With respect to the first prong of the Bass test, the evidence established that the treating physician, Dr. Hoq, could not rule out mental stress as a contributing factor to claimant's heart disease. In addition, although Dr. Lynch opined that "[t]here is no evidence, although this has been studied, that being a policeman or being in a high stress job is a contributory factor to underlying ischemic heart disease," he did not render an opinion as to whether job stress in claimant's case was a causative factor in the development of his heart disease. "[B]ecause of the legislatively created presumption to the contrary," a physician's opinion that "as a general matter, occupational stress is not linked to the development of heart disease," is of no probative value with respect to the issue of whether a claimant's work contributed to his or her heart disease.
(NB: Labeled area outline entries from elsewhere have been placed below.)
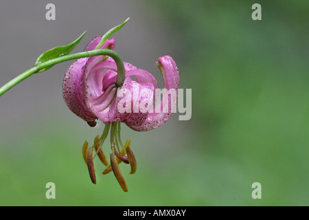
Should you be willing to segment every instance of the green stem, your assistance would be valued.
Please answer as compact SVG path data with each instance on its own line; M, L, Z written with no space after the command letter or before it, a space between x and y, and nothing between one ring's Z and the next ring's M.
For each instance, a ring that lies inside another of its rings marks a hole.
M65 62L67 60L78 59L84 57L90 57L99 55L106 55L111 56L116 63L117 76L116 79L116 85L117 87L122 86L125 79L125 70L124 62L120 56L115 52L108 49L98 49L91 51L83 52L80 53L76 53L73 54L68 54L62 56L48 61L42 63L36 66L33 67L31 69L24 72L19 76L13 78L12 80L4 85L0 88L0 96L10 90L12 87L14 87L23 80L26 79L29 76L38 73L40 70L52 67L57 63Z

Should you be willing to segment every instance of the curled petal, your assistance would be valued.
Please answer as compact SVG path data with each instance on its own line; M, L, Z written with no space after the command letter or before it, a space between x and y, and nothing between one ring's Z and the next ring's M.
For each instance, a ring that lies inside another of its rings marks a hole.
M86 47L85 51L93 50L100 40L100 37L95 38ZM106 40L105 43L101 47L101 48L107 47L110 49L115 47L115 40L113 38L112 40ZM100 58L102 59L102 57L101 56ZM87 63L89 63L88 60L89 58L80 58L70 66L65 75L62 94L65 102L69 109L82 120L89 122L91 126L94 126L97 117L87 104L82 85L85 65ZM114 67L113 65L114 63L111 64L110 60L107 61L106 63L110 64L107 65L107 67L110 67L111 65Z
M129 121L126 122L126 124L133 130L138 131L148 131L162 125L172 116L172 113L176 107L177 89L179 85L179 73L177 66L172 57L169 56L159 58L157 65L161 71L163 80L163 98L153 112L150 112L148 114L143 123L136 124L130 123Z
M97 143L97 144L95 145L95 152L98 153L98 156L99 157L100 160L102 162L103 164L105 166L108 165L108 161L107 160L106 157L105 156L103 150L102 148L100 147L100 142L99 142L99 135L96 136L94 140L94 144Z

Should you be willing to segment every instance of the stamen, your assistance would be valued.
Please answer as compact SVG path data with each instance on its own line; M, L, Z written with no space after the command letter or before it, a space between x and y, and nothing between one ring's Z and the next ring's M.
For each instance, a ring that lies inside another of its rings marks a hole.
M84 145L82 145L82 157L84 158L84 162L87 164L87 151L88 151L88 142L85 141Z
M131 171L129 173L133 174L136 172L136 170L137 168L137 163L131 148L130 147L127 147L126 148L126 151L128 155L128 160L129 161L130 166L131 166Z
M98 153L98 156L102 164L107 166L108 165L108 161L107 160L106 157L105 157L103 150L100 147L101 146L101 142L100 142L99 137L99 135L96 136L94 140L95 153Z
M120 145L122 146L122 148L124 149L124 144L122 144L122 138L120 137L120 131L121 131L121 122L118 122L118 129L117 129L117 132L118 132L118 140L119 140L119 143L120 144Z
M118 163L116 160L116 157L115 155L115 148L113 149L113 153L111 153L111 165L113 169L113 173L114 173L115 177L118 181L119 184L122 187L124 192L128 192L128 187L126 186L126 181L124 180L124 176L122 175L120 168L119 167Z
M115 151L115 155L116 155L116 157L121 160L122 161L124 162L124 163L125 164L128 164L129 161L128 160L128 157L126 155L122 155L121 154L119 154L118 152L117 152L117 151Z
M91 147L88 149L87 166L88 166L88 171L89 171L90 179L91 179L91 182L94 184L96 184L97 180L96 180L96 177L95 177L95 169L94 169L94 165L93 165L93 157L92 157L93 153L93 148Z

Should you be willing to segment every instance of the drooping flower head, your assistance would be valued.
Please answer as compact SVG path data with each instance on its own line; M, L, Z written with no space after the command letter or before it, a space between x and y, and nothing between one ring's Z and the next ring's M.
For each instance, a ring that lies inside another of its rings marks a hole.
M94 50L101 38L101 36L93 38L84 50ZM106 41L100 48L113 50L115 39ZM88 148L87 142L83 146L84 159L93 183L96 182L93 157L98 155L104 164L108 164L102 146L110 129L111 164L103 174L113 170L122 189L127 191L118 164L122 162L130 164L130 173L135 172L137 164L130 147L130 142L127 140L124 144L121 140L120 123L126 123L133 130L145 131L162 125L171 116L177 98L178 69L169 56L159 58L157 64L164 85L163 98L161 101L155 78L130 63L124 63L124 80L117 84L116 62L107 56L80 58L67 70L63 82L63 97L68 107L91 126L95 126L97 120L106 124L103 134L95 138L92 147Z

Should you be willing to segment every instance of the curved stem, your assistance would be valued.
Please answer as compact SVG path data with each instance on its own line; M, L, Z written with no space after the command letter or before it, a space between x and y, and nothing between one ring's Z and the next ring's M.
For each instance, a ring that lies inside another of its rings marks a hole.
M95 56L99 55L106 55L111 56L116 63L117 65L117 76L116 79L116 85L119 87L122 86L124 82L124 79L126 78L125 69L124 62L122 61L120 56L116 53L115 51L108 50L108 49L98 49L93 50L91 51L83 52L80 53L68 54L65 56L62 56L52 60L49 60L48 61L42 63L36 66L33 67L32 68L29 69L28 70L24 72L19 76L13 78L12 80L4 85L2 87L0 88L0 96L1 96L6 91L10 90L12 87L14 87L23 80L26 79L29 76L38 73L40 70L44 69L45 68L52 67L57 63L65 62L67 60L78 59L80 58L84 57L90 57Z

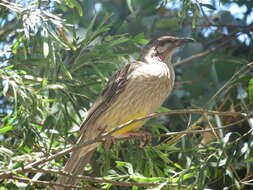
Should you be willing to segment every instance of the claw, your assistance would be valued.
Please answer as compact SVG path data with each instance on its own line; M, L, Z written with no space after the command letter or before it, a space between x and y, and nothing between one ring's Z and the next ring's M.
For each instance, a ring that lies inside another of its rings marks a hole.
M144 131L127 132L124 135L141 137L139 147L144 147L151 141L152 134Z
M105 142L104 142L104 149L105 150L110 150L112 148L113 145L116 144L116 140L115 140L115 137L113 136L109 136L105 139Z

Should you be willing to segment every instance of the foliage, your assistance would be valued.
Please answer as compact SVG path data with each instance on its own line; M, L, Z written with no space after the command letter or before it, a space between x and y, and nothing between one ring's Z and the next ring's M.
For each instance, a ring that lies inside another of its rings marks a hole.
M238 16L231 6L246 11ZM147 146L130 139L109 151L99 147L84 175L100 181L87 178L82 185L251 189L252 6L246 0L2 0L0 189L49 188L67 155L29 171L25 166L73 144L111 74L135 60L149 39L166 34L196 42L174 57L177 82L159 111L203 108L230 115L186 110L152 119L142 128L154 134Z

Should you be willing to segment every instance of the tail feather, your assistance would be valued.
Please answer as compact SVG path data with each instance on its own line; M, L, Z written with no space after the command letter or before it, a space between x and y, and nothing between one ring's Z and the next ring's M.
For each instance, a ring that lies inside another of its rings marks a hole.
M98 146L98 143L93 144L88 147L84 147L81 150L77 150L72 153L71 157L68 159L67 163L65 164L64 171L71 173L73 176L82 174L84 167L89 163L94 150ZM57 179L57 183L60 184L68 184L73 185L77 179L75 177L69 176L59 176ZM69 188L55 186L54 189L56 190L69 190Z

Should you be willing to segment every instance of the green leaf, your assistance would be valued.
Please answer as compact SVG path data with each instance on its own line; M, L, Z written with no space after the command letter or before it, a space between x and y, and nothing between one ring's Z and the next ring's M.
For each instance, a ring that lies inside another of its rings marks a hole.
M216 8L213 5L210 5L210 4L200 3L199 5L202 6L202 7L206 7L208 9L216 10Z
M253 78L249 80L248 89L249 89L249 99L253 100Z
M79 16L83 16L83 9L77 0L65 0L65 3L70 8L76 8Z
M0 133L6 133L8 131L11 131L13 129L13 126L7 125L6 127L1 127L0 128Z
M133 2L132 0L127 0L127 6L128 6L128 9L130 10L130 12L132 14L134 14L134 9L133 9Z
M45 58L49 55L49 45L46 41L43 42L43 55Z

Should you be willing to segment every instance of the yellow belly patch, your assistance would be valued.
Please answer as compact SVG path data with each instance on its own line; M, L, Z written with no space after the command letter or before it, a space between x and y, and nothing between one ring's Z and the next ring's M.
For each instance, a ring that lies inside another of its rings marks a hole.
M135 119L139 119L139 118L142 118L142 117L145 117L146 114L138 114L136 115L135 117L133 118L129 118L129 119L126 119L125 121L123 121L120 125L128 122L128 121L131 121L131 120L135 120ZM134 122L130 125L127 125L125 127L123 127L122 129L119 129L118 131L114 132L112 135L113 136L124 136L124 133L127 133L129 131L133 131L135 129L138 129L139 127L141 127L146 121L145 120L142 120L142 121L137 121L137 122Z

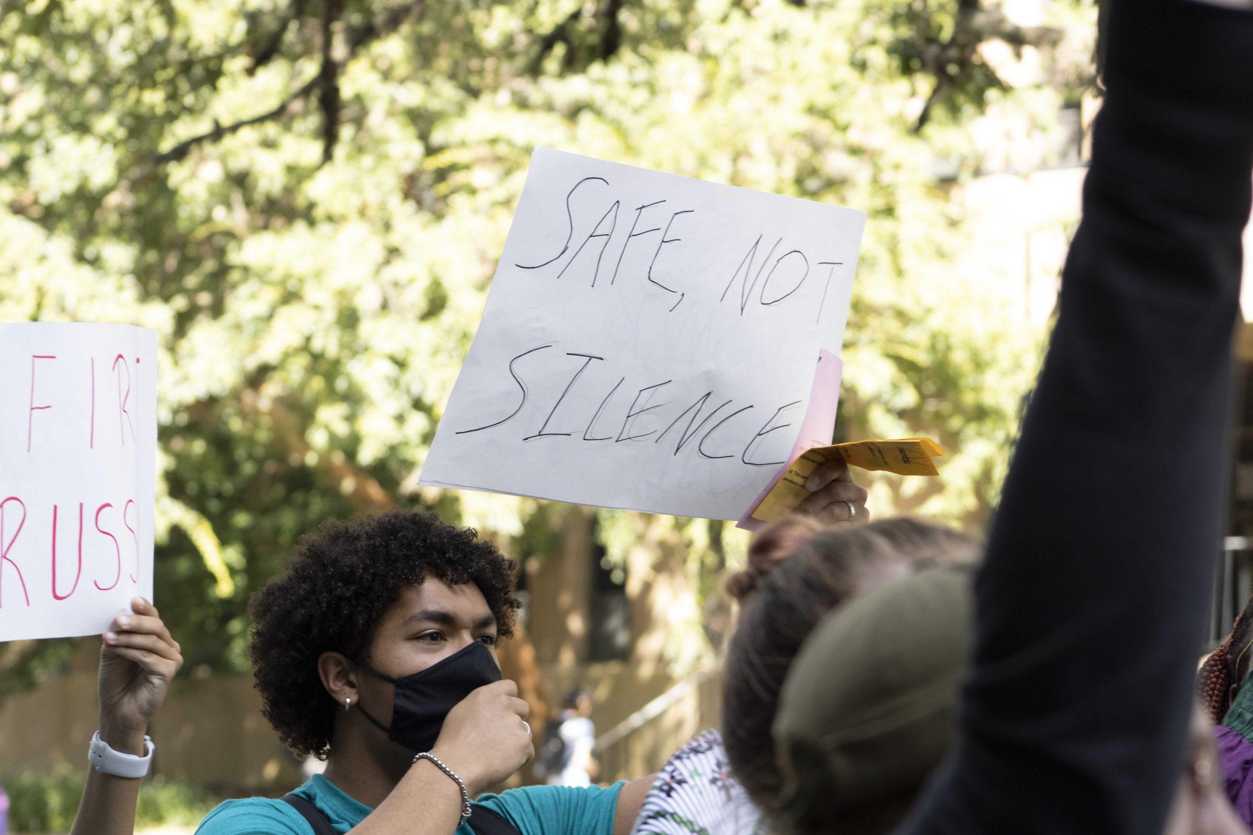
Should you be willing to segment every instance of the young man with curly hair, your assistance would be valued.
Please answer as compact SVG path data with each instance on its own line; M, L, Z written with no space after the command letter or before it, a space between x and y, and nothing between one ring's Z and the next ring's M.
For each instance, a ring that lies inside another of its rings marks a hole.
M626 835L648 780L470 802L534 756L528 705L496 665L517 606L512 561L430 513L302 540L252 601L252 662L266 717L326 774L281 800L228 800L198 835Z

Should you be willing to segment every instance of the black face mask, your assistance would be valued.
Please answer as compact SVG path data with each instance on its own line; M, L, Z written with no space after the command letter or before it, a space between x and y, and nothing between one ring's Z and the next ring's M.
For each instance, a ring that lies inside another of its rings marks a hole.
M457 702L470 695L470 691L501 679L500 667L482 641L475 641L464 650L440 658L426 670L403 679L392 679L360 661L357 663L396 687L391 727L385 727L357 705L361 715L387 734L387 739L392 742L400 742L415 754L435 747L435 741L440 739L440 729L444 727L444 719Z

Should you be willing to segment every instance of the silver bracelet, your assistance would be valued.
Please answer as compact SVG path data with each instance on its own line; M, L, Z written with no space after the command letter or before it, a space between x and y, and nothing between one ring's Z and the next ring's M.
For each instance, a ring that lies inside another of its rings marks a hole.
M449 766L444 765L440 761L440 757L435 756L434 754L430 754L427 751L422 751L416 757L413 757L413 762L411 762L410 765L417 765L419 760L430 760L431 762L435 764L435 767L437 767L440 771L442 771L444 774L446 774L450 777L452 777L452 781L455 784L457 784L457 789L461 790L461 822L459 824L459 826L462 825L462 824L465 824L467 820L470 820L470 790L466 789L466 784L461 782L461 777L459 777L452 771L452 769L450 769Z

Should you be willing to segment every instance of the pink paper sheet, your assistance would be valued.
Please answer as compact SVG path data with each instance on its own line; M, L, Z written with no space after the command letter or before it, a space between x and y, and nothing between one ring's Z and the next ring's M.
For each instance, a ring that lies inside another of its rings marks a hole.
M843 369L845 363L840 357L826 348L818 352L818 367L813 372L813 388L809 391L809 407L804 413L804 419L801 421L801 431L792 446L792 454L788 456L787 463L779 468L778 474L771 479L761 496L753 499L744 515L739 517L736 527L746 531L757 531L763 527L766 522L754 520L753 511L762 503L766 494L778 483L801 453L831 443L836 429L836 409L840 407L840 381L843 377Z

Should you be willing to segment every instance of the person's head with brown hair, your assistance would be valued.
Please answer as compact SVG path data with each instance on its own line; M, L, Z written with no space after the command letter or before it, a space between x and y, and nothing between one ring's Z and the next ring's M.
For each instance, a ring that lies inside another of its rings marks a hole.
M966 536L907 518L838 530L793 518L763 530L748 568L728 581L742 611L727 650L722 734L736 777L767 814L782 787L771 736L779 691L818 622L850 597L922 566L976 557Z
M1228 635L1218 648L1209 653L1197 672L1197 696L1210 721L1222 722L1232 701L1239 692L1240 682L1249 671L1253 656L1253 597L1244 605L1244 611L1232 625Z

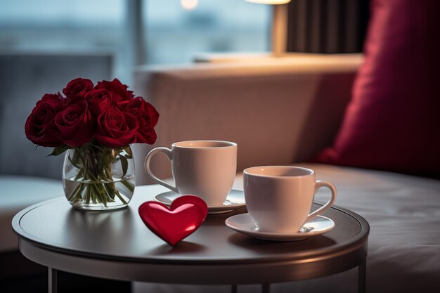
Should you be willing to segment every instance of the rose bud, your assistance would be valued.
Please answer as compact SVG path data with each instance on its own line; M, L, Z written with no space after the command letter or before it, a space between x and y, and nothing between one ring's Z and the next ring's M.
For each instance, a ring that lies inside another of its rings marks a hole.
M106 80L98 82L95 89L105 89L110 91L112 94L112 100L119 108L126 108L128 102L134 98L133 91L127 91L128 86L117 79L115 79L112 82Z
M66 145L78 148L93 138L91 118L86 100L70 105L55 117L59 138Z
M136 117L139 123L136 142L153 144L157 137L154 129L159 119L156 109L143 98L137 97L131 101L129 112Z
M94 137L104 145L121 148L136 142L138 128L134 116L112 106L98 117Z
M63 93L67 98L69 104L75 103L77 99L85 98L86 93L93 89L93 83L90 79L77 78L70 81Z
M110 107L111 98L111 93L105 89L93 89L86 94L89 111L93 119L96 119L101 113Z
M65 103L59 94L46 94L37 102L25 124L26 138L36 145L58 147L63 142L56 136L54 119L63 111Z

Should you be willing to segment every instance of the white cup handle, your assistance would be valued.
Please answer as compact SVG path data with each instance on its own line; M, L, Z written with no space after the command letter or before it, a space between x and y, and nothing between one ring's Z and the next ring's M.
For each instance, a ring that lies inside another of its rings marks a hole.
M336 200L336 188L335 187L333 183L329 181L318 180L315 184L315 193L316 193L318 190L321 188L321 187L326 187L329 188L330 191L332 192L332 195L330 200L328 200L328 202L325 203L325 204L324 204L319 209L316 209L313 213L309 214L309 216L307 216L307 219L306 220L304 223L307 223L308 221L311 220L313 218L316 217L318 214L322 214L323 212L328 209L332 206L332 204L335 203L335 201Z
M156 155L157 152L163 152L164 154L167 155L167 157L168 157L168 159L170 161L172 160L173 154L170 149L167 148L164 148L164 147L159 147L159 148L153 148L153 150L150 151L150 152L148 152L148 154L147 155L147 157L145 157L145 171L147 172L148 176L151 178L151 179L153 179L153 181L155 181L155 183L160 184L161 185L165 186L167 188L169 188L174 192L179 193L179 190L177 190L177 188L176 188L176 186L173 186L170 184L168 184L165 181L160 180L159 178L157 178L157 176L156 176L155 174L153 174L153 171L151 171L151 168L150 167L150 161L151 160L151 158L153 157L153 156Z

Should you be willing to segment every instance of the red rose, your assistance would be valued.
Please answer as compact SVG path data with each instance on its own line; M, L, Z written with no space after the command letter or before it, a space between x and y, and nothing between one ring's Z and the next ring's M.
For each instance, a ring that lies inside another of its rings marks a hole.
M95 89L105 89L110 92L112 100L119 108L127 107L129 101L134 98L133 91L127 91L128 86L121 83L117 79L112 82L103 80L98 82Z
M86 93L93 89L93 83L91 80L77 78L70 81L63 90L63 93L67 98L67 102L71 103L77 98L84 99Z
M91 122L86 100L79 100L55 117L59 138L73 148L82 146L92 138Z
M104 89L94 89L86 94L89 111L96 119L111 105L111 93Z
M95 138L110 148L121 148L136 142L138 120L131 114L111 107L98 117Z
M54 118L62 111L65 100L60 94L46 94L32 110L25 124L26 138L36 145L57 147L63 144L56 136Z
M136 117L139 123L136 142L153 144L157 138L154 129L159 119L156 109L143 98L137 97L130 103L129 112Z

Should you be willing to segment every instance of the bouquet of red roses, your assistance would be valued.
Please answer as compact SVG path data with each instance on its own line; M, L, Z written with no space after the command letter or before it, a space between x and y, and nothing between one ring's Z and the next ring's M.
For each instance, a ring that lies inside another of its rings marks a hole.
M77 78L63 90L65 96L45 94L26 121L27 139L53 147L51 155L72 150L66 159L76 171L67 171L63 183L74 206L92 202L107 207L115 199L127 202L114 181L133 193L134 178L125 178L132 159L129 145L155 143L159 114L127 88L117 79L93 86L89 79ZM122 171L115 180L112 168L116 164ZM68 181L78 183L66 186Z

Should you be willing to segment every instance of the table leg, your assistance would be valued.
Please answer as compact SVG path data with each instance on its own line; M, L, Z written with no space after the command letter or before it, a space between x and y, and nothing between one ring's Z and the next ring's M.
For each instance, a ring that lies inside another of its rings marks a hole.
M271 284L261 284L261 293L271 293Z
M366 286L367 261L358 266L358 293L365 293Z
M58 282L58 272L56 268L48 268L48 293L57 293L57 282Z

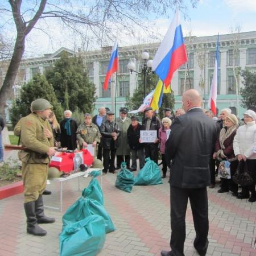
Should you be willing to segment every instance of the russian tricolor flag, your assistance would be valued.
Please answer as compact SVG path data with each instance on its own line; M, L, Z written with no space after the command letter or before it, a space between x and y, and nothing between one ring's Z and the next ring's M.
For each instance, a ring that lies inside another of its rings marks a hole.
M209 95L208 108L212 111L214 115L217 114L217 89L218 88L218 35L217 40L216 55L215 57L214 70L210 85L210 94Z
M153 60L152 71L167 88L174 73L187 61L179 11L177 10Z
M111 53L110 60L109 61L108 71L106 74L104 84L103 85L103 89L104 90L108 90L108 86L110 81L111 76L116 72L118 69L118 48L117 42L115 42L114 45L112 52Z

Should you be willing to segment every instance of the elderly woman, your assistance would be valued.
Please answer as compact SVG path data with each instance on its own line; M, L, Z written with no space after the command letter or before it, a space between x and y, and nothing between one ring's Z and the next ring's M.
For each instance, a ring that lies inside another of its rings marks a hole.
M249 198L249 202L256 201L256 118L255 113L249 109L243 114L245 125L240 126L234 138L234 152L238 161L246 161L248 170L254 180L254 183L249 187L242 187L242 192L237 198L242 199ZM251 196L250 197L250 193ZM250 197L250 198L249 198Z
M54 139L54 146L59 147L60 145L60 126L53 112L50 114L48 121L52 128Z
M229 114L225 120L225 126L221 130L218 139L217 140L215 145L215 152L213 154L213 159L217 159L220 161L225 160L230 163L231 179L224 179L221 177L221 189L218 190L218 193L233 192L232 195L237 196L238 186L234 183L232 177L238 165L238 161L234 153L233 148L233 142L237 132L237 127L238 120L233 114Z
M77 124L71 118L72 115L71 111L64 111L65 119L60 123L60 143L62 147L67 147L68 150L75 150L77 147L76 142Z
M160 144L160 152L162 154L162 161L163 163L163 168L162 169L163 171L162 178L165 178L166 177L166 172L167 171L167 167L170 167L171 163L167 161L166 158L165 150L166 150L166 141L168 139L167 137L167 131L170 130L170 127L172 123L171 120L168 117L164 117L162 121L163 123L163 126L160 128L159 130L159 144Z
M87 147L88 144L92 144L94 148L94 155L97 156L97 145L101 141L101 135L96 125L92 122L90 114L84 115L84 122L81 123L76 131L76 138L80 148Z

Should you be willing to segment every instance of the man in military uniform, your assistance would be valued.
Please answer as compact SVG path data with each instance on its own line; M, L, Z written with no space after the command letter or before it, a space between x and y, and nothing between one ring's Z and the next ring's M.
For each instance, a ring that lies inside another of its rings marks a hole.
M84 115L84 122L81 123L76 131L76 138L80 148L87 147L88 144L92 144L94 147L94 156L97 156L97 145L101 142L101 135L96 125L92 122L90 114Z
M120 135L120 130L117 124L114 122L114 113L112 111L107 112L107 118L102 122L100 131L102 136L103 146L103 172L114 174L115 155L117 147L117 139Z
M118 147L117 148L117 169L120 169L121 164L125 161L126 167L130 168L130 152L127 131L131 124L131 119L127 117L128 110L125 108L121 108L119 110L120 117L115 119L118 128L120 129L120 136L118 138Z
M38 224L53 223L53 218L44 215L42 193L46 186L50 156L54 155L53 138L47 118L52 106L39 98L31 104L32 113L22 118L20 142L26 147L19 152L22 162L24 185L24 208L27 216L27 232L34 236L46 236L47 232Z

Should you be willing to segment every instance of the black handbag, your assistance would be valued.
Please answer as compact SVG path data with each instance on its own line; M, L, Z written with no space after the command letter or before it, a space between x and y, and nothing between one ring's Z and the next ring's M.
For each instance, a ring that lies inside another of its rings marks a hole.
M249 186L253 182L251 173L248 170L246 162L241 160L239 162L238 166L232 177L233 181L242 186Z

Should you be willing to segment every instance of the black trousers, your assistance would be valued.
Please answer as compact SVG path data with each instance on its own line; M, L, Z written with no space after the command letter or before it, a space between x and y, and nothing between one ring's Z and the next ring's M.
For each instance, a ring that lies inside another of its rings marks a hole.
M98 154L97 155L97 158L101 161L102 160L102 146L100 143L98 145Z
M126 163L127 168L130 168L130 160L131 156L130 155L117 155L117 167L119 169L121 168L121 164L122 162Z
M169 168L171 167L171 161L168 162L165 154L162 154L162 162L163 164L163 168L162 170L163 173L166 173L167 171L167 167Z
M150 158L150 159L158 162L158 143L145 144L145 158Z
M223 179L221 177L221 188L223 190L229 191L229 190L233 192L237 192L238 191L238 185L236 184L232 179L234 174L238 166L238 161L233 161L230 162L230 176L231 179Z
M110 172L115 170L115 150L114 148L103 149L103 172L107 173L108 170Z
M181 188L171 186L171 228L170 245L174 255L184 256L186 237L185 214L189 199L196 238L194 246L200 255L205 255L208 246L208 200L207 188Z
M209 166L210 172L210 184L215 185L215 179L216 177L215 171L215 159L213 159L212 157L210 158Z

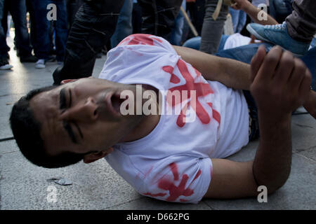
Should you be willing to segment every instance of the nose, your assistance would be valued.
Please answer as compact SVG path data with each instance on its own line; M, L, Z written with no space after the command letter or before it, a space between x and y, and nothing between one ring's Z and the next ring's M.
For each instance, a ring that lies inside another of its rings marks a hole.
M60 120L76 121L93 121L98 118L98 105L92 97L67 108L60 116Z

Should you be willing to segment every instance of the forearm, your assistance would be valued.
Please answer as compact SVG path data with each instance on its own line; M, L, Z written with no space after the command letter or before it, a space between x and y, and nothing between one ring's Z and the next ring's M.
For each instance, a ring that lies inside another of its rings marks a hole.
M261 139L253 164L254 178L268 192L282 187L291 171L291 114L281 119L258 111Z
M259 15L259 13L261 11L261 10L256 8L249 1L247 1L247 4L245 4L245 6L242 8L242 10L244 11L246 13L247 13L247 15L256 23L258 23L262 25L271 25L278 24L278 22L272 17L271 17L270 15L268 15L264 11L263 11L263 13L265 14L265 17L266 16L267 20L259 20L258 15ZM263 16L262 16L261 15L260 18L263 17Z
M181 58L201 72L205 79L218 81L227 87L237 90L249 89L251 82L249 64L191 48L179 46L173 48Z

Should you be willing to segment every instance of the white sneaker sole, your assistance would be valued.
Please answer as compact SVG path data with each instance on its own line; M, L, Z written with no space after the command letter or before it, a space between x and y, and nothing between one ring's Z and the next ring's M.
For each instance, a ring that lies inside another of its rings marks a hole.
M12 69L13 66L11 64L5 64L4 66L0 66L0 70L9 70Z
M45 69L45 64L37 64L35 65L35 68L38 69Z

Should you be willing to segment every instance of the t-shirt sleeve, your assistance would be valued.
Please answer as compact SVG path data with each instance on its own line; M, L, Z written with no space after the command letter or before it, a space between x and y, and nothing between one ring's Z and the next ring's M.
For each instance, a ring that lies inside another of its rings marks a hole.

Medlin v. County of Henrico Police, ___ Va. App. ___, ___ S.E.2d ___ (2000). Accordingly, as fact finder, the commission was entitled to conclude that Dr. Lynch's opinion was not sufficient to overcome the first prong of the Bass test.
With respect to the second prong of the Bass test, Dr. Lynch's opinion, relied upon by employer, that claimant suffered from various risk factors for heart disease, was not sufficient to rebut the presumption, absent an opinion that one or more of those non-work-related risk factors actually caused claimant's heart disease. "'The showing of "risk factors" alone does not rebut the statutory presumption and does not establish competent medical evidence of a non-work-related cause of the disabling disease.'" Clark, 30 Va. App. at 554, 518 S.E.2d at 346 (quoting City of Norfolk v. Lillard, 15 Va. App. 424, 429, 424 S.E.2d 243, 246 (1992)).
Based upon this record, we cannot find as a matter of law that employer's evidence rebutted the statutory presumption contained in Code § 65.2-402 that claimant's heart disease is an occupational disease under the Act. Accordingly, we affirm the commission's decision.
Affirmed.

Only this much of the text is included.